Iatrogenic botulism is caused by the injection of commercial or non-approved preparations of BoNTs. Inhalation of BoNTs leading to botulism can occur. However, it has not been reported in humans. The clinical presentation is usually not dependent on the route of exposure. It usually presents as a descending, symmetric paralysis. Initially, there is diplopia, dysphagia, dysarthria, followed by dyspnoea due to intercostal respiratory muscle and diaphragm paralysis. Death usually occurs due to respiratory failure.[62][65]
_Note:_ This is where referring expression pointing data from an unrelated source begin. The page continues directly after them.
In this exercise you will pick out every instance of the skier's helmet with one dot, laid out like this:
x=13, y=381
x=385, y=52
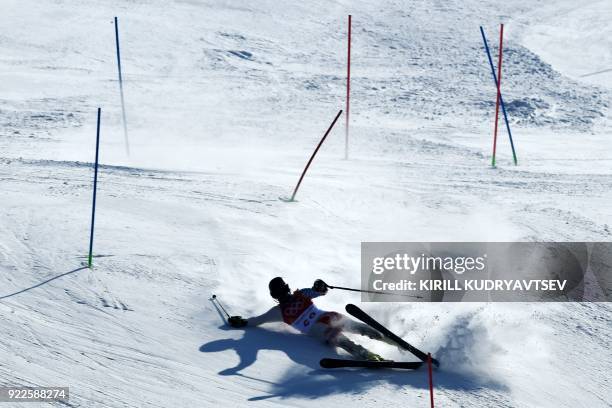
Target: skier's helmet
x=278, y=288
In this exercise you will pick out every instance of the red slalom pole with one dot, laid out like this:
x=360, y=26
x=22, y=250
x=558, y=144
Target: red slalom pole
x=348, y=89
x=313, y=155
x=499, y=62
x=430, y=379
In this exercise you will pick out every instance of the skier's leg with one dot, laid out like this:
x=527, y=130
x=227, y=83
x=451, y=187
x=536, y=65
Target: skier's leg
x=354, y=349
x=363, y=329
x=332, y=335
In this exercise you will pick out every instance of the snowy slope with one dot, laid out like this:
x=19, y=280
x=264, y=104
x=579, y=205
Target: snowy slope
x=225, y=102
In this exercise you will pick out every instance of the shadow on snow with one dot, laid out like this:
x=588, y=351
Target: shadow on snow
x=318, y=382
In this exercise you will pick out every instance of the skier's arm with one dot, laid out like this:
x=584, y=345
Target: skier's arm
x=319, y=288
x=272, y=315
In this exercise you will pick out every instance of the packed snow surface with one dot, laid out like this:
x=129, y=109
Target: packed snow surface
x=225, y=102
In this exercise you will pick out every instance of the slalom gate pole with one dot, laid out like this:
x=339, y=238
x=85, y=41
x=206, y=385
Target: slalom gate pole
x=348, y=89
x=127, y=145
x=499, y=63
x=313, y=155
x=93, y=207
x=429, y=369
x=501, y=99
x=214, y=298
x=372, y=291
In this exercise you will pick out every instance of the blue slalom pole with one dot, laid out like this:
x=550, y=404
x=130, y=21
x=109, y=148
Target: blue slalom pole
x=501, y=99
x=127, y=145
x=93, y=207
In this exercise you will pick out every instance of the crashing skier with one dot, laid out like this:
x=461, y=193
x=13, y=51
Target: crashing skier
x=298, y=310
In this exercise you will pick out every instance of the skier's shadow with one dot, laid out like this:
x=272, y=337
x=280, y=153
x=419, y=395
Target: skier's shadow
x=257, y=338
x=318, y=382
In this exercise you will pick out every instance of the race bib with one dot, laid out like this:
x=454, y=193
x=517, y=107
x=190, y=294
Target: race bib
x=307, y=319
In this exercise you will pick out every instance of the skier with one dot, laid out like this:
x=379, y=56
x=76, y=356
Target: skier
x=298, y=310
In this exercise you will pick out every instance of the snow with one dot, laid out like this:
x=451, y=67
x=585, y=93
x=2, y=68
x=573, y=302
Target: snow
x=225, y=102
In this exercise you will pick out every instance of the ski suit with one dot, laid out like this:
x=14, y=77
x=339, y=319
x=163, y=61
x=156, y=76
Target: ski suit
x=300, y=312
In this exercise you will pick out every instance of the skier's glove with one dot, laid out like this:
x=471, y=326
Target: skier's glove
x=237, y=321
x=320, y=286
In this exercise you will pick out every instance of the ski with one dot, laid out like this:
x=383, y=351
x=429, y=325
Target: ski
x=339, y=363
x=367, y=319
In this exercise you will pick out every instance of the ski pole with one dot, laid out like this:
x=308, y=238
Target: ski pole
x=372, y=291
x=214, y=298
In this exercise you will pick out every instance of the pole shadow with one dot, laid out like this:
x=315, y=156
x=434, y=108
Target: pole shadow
x=42, y=283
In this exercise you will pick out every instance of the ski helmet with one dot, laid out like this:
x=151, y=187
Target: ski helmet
x=278, y=288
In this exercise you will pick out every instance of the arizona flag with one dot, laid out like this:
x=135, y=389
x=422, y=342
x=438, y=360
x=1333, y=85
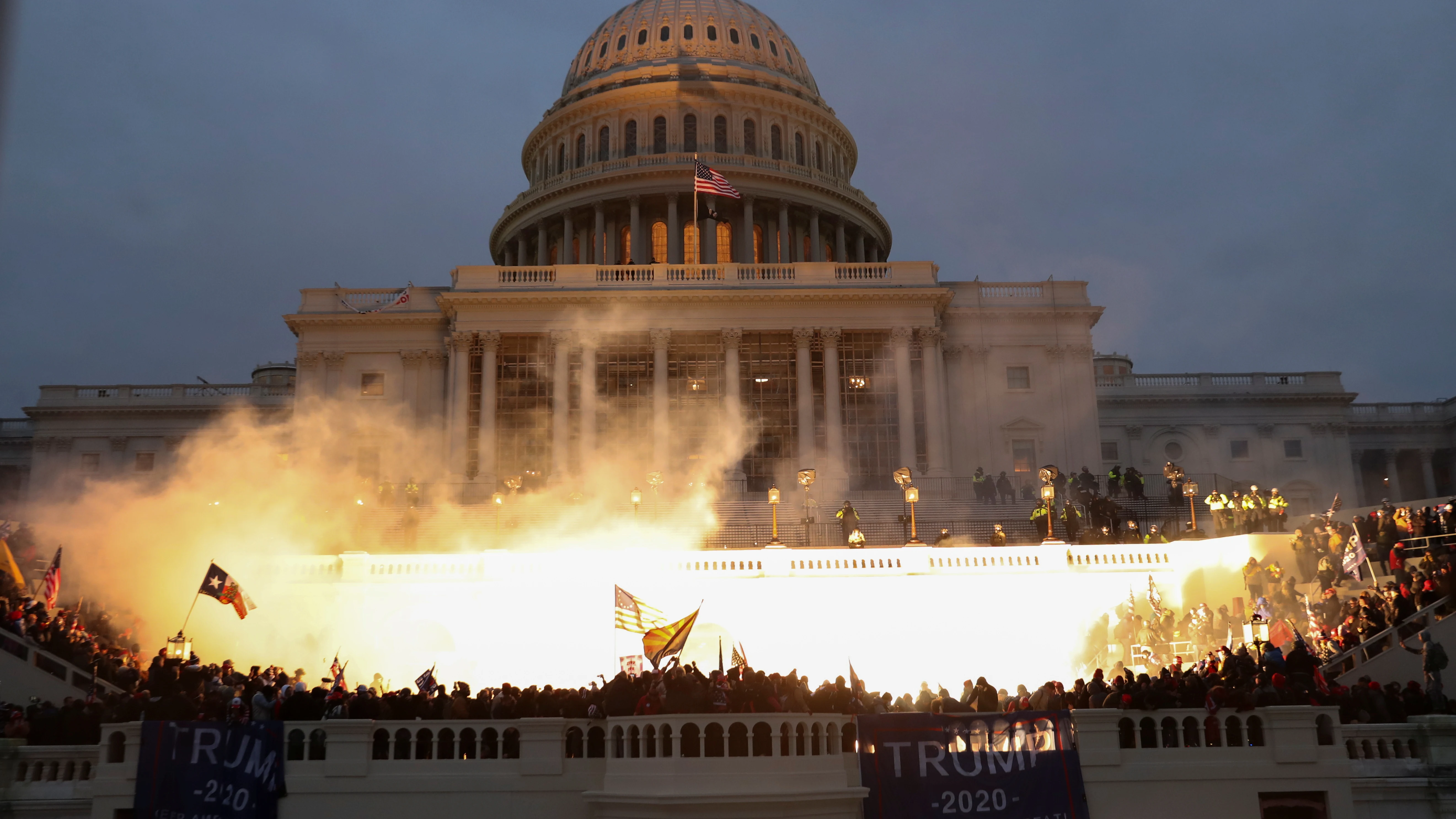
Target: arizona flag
x=662, y=643
x=226, y=591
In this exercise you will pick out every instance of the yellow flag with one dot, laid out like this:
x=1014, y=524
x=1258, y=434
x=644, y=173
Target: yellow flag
x=665, y=642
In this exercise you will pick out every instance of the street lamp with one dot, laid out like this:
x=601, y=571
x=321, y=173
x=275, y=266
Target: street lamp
x=774, y=505
x=1192, y=492
x=912, y=496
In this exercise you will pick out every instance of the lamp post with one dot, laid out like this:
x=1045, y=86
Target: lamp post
x=912, y=497
x=774, y=505
x=1192, y=492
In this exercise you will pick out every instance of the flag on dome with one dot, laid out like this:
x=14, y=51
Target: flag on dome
x=634, y=615
x=662, y=643
x=710, y=181
x=225, y=589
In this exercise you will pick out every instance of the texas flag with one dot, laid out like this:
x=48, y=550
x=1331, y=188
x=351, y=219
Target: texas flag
x=226, y=589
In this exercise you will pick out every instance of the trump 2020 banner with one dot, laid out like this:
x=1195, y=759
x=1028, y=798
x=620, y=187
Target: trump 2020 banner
x=210, y=770
x=1018, y=766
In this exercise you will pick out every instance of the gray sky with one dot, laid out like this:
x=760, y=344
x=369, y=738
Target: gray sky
x=1247, y=186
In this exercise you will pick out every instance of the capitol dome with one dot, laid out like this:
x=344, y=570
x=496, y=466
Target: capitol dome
x=688, y=31
x=656, y=87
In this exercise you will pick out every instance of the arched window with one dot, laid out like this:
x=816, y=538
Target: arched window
x=691, y=245
x=721, y=135
x=691, y=133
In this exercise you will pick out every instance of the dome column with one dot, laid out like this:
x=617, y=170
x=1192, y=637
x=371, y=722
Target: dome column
x=816, y=245
x=568, y=256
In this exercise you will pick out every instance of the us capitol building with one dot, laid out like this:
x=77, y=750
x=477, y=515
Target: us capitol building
x=612, y=315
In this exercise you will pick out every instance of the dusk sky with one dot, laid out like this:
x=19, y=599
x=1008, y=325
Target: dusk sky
x=1246, y=186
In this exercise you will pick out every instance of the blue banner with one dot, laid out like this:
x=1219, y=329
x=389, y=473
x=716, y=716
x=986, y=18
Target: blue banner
x=1018, y=766
x=210, y=772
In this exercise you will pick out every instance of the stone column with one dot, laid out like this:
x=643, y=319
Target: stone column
x=934, y=403
x=660, y=435
x=459, y=409
x=905, y=394
x=833, y=406
x=785, y=240
x=746, y=242
x=635, y=221
x=733, y=391
x=816, y=245
x=485, y=442
x=589, y=398
x=599, y=232
x=568, y=235
x=1394, y=474
x=560, y=404
x=804, y=394
x=675, y=232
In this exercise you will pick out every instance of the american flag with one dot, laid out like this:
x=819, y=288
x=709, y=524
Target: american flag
x=52, y=584
x=710, y=181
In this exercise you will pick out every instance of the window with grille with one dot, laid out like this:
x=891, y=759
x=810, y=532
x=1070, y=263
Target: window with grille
x=768, y=388
x=871, y=414
x=523, y=404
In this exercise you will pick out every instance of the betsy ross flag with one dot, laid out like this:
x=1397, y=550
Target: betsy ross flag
x=52, y=584
x=426, y=682
x=226, y=589
x=634, y=615
x=710, y=181
x=662, y=643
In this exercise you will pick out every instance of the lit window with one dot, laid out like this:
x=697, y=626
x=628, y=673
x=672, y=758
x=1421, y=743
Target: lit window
x=1023, y=455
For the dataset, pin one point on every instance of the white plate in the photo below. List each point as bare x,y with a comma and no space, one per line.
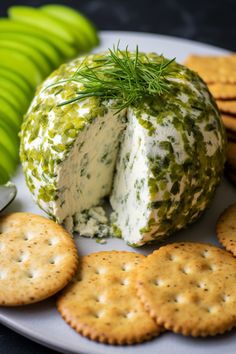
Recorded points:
42,323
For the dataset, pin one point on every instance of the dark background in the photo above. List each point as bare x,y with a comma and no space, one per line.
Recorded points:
209,21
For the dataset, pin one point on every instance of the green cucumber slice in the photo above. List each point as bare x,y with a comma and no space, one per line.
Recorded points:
74,19
22,64
8,111
10,86
39,60
41,20
17,79
10,145
7,163
11,26
45,48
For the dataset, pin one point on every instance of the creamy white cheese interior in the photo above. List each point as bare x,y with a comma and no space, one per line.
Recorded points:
130,193
159,162
86,175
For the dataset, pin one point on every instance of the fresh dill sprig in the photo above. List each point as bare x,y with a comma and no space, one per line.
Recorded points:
123,77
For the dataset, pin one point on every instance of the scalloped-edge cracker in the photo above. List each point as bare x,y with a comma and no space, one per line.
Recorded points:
231,136
231,155
226,228
231,175
37,258
189,288
223,91
102,303
214,69
227,106
229,122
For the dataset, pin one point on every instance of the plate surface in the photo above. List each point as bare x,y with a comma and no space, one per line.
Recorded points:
42,323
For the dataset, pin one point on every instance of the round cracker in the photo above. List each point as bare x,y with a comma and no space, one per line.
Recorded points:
102,303
231,175
37,258
223,91
189,288
229,122
227,106
226,229
231,155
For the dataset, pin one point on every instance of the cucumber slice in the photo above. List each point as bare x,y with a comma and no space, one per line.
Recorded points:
7,163
81,40
9,112
10,86
17,79
74,19
39,44
10,26
11,99
41,20
4,176
22,64
39,60
10,145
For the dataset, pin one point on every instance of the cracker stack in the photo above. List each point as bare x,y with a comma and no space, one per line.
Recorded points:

Investigations and Management

The diagnosis is difficult and depends heavily on the clinical presentation. Laboratory detection of BoNTs from clinical specimens such as vomitus, gastric aspirate, nasal swabs, or stool samples via mouse bioassay is considered the gold standard. ELISA may be performed on samples such as bronchoalveolar lavage in select cases. Treatment is supportive care in the form of assisted ventilation, hydration, and prevention of secondary infections. Administration of the anti-toxin, preferably within the first 24 hours and not later than 72 hours, to neutralize the circulating BoNTs is a critical step in the management. In the EU, a trivalent (A, B, E; equine) antitoxin is used. In the United States in 2013, a human-derived BoNT antitoxin (BIG-IV) was approved by the FDA to treat infant botulism.[62][65]

Importance in Bioterrorism

Botulinum neurotoxin is the deadliest toxin known to man. It is categorized as a category A biological agent that can be used for bioterrorism. BoNTs are lethal at low doses (LD 50 is lower than any other known substance) and can be deployed through multiple routes, including aerosols or contaminated food and water. It is also colorless and odorless, making it ideal for silent attacks. However, production, purification, storage, and transportation can prove to be challenging. Vigilance and continued research into BoNTS and BoNT like toxins are necessary to understand and prevent public health catastrophe due to the possible use of such agents for bioterrorism activities in the future.[62][65]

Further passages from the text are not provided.